E ora, tredici anni dopo Bleeding Edge — l'ultima volta che pubblicò un romanzo —, Thomas Pynchon torna con A oscuras. L'incipit del libro è apparso questa settimana su El Cultural, e se l'inizio dice qualcosa del tutto, quello che si avvicina è un altro Pynchon: oscuro, proteico, impossibile da ridurre a un riassunto senza perdere metà di ciò che conta.
Ricordo la prima volta che provai a leggere L'Arcobaleno della Gravità. Avevo ventidue anni, vivevo a Bogotá, e qualcuno me l'aveva regalato con l'avvertimento che era "difficile". Difficile non era esattamente la parola giusta. Era come cercare di bere un fiume. La paranoia sistemica, i personaggi che appaiono e scompaiono come segnali radio, l'umorismo nero intrecciato al terrore esistenziale. Ci vollero tre tentativi per finirlo. E quando ci riuscii, non sapevo spiegare esattamente cosa avessi letto — ma sapevo che qualcosa era cambiato nel mio modo di vedere il mondo.

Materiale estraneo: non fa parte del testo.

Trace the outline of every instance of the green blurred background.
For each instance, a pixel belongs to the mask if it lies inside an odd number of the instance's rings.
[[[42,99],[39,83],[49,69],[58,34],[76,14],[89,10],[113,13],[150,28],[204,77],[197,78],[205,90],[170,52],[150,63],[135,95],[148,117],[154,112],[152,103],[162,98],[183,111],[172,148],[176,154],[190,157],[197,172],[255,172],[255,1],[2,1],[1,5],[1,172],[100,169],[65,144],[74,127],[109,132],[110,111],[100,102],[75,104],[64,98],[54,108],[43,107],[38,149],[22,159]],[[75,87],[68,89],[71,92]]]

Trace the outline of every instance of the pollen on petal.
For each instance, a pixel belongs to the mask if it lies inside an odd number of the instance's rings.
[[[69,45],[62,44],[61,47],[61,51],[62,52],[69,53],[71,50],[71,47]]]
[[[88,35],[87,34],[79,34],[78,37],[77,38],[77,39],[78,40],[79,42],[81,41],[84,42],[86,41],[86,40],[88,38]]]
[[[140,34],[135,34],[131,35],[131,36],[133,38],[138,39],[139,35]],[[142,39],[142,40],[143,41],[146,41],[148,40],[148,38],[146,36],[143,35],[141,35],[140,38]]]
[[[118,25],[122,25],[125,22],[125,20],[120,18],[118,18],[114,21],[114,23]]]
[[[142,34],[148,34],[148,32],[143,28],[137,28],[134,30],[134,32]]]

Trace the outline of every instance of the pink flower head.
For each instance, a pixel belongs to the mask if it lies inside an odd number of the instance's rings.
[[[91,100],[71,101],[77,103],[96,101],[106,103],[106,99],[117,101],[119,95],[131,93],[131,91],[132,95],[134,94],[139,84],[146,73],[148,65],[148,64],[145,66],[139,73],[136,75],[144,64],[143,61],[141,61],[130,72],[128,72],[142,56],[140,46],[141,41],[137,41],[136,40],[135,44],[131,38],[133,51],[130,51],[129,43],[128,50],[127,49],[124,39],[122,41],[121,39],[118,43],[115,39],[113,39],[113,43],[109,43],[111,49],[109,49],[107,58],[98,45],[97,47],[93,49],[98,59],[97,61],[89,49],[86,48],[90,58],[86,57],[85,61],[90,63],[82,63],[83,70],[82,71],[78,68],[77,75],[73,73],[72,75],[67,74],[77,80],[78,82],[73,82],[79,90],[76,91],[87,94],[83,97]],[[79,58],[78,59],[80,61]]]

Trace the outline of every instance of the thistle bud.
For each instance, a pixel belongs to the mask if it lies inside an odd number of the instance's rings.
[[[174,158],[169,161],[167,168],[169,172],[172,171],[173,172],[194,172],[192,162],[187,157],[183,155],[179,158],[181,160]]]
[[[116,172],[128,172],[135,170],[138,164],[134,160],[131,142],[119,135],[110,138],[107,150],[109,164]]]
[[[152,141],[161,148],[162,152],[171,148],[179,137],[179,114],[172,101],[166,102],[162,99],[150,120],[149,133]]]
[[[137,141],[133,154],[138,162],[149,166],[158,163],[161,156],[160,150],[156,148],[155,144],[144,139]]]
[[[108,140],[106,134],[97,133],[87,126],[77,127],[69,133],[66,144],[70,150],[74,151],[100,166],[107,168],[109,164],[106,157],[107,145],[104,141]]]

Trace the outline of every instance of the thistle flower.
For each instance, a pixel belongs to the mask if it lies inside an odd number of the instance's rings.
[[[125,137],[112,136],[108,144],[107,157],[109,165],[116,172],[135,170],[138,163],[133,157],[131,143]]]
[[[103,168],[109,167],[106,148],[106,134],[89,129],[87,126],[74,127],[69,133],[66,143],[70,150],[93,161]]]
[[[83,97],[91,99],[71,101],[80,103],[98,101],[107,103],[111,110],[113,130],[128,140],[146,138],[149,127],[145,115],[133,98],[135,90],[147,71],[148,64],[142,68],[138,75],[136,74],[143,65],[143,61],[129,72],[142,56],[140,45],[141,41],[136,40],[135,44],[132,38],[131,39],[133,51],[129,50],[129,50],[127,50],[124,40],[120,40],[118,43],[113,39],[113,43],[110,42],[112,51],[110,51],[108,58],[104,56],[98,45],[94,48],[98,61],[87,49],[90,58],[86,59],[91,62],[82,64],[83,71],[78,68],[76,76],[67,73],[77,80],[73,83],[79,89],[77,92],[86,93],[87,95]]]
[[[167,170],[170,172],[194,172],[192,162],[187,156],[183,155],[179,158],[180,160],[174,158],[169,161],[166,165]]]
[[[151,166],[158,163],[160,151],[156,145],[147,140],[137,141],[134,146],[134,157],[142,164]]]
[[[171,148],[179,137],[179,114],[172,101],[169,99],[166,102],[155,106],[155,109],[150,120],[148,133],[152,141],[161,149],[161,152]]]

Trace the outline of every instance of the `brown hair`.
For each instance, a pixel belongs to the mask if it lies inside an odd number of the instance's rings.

A oscuras promette di continuare quella tradizione di difficoltà gioiosa. Il titolo stesso è un programma: nell'oscurità, senza luce, a tastoni. Pynchon ha dedicato la sua carriera a esplorare come viviamo all'interno di sistemi che non comprendiamo del tutto — politici, tecnologici, emotivi — e quel progetto rimane, forse ora più che mai, completamente attuale.
Che continui a pubblicare, passati gli ottant'anni, è di per sé un evento. La letteratura ha bisogno delle sue figure impossibili. Pynchon è la prova che l'opera può parlare da sola. Come Joyce ha dimostrato con l'Ulisse e Faulkner con L'urlo e il furore: ci sono libri che esigono tutto dal lettore, e proprio per questo lo cambiano per sempre.
A oscuras è appena nato ed è già notizia. Presto sapremo se mantiene ciò che il suo arrivo promette. Nel frattempo, c'è solo un compito: leggere.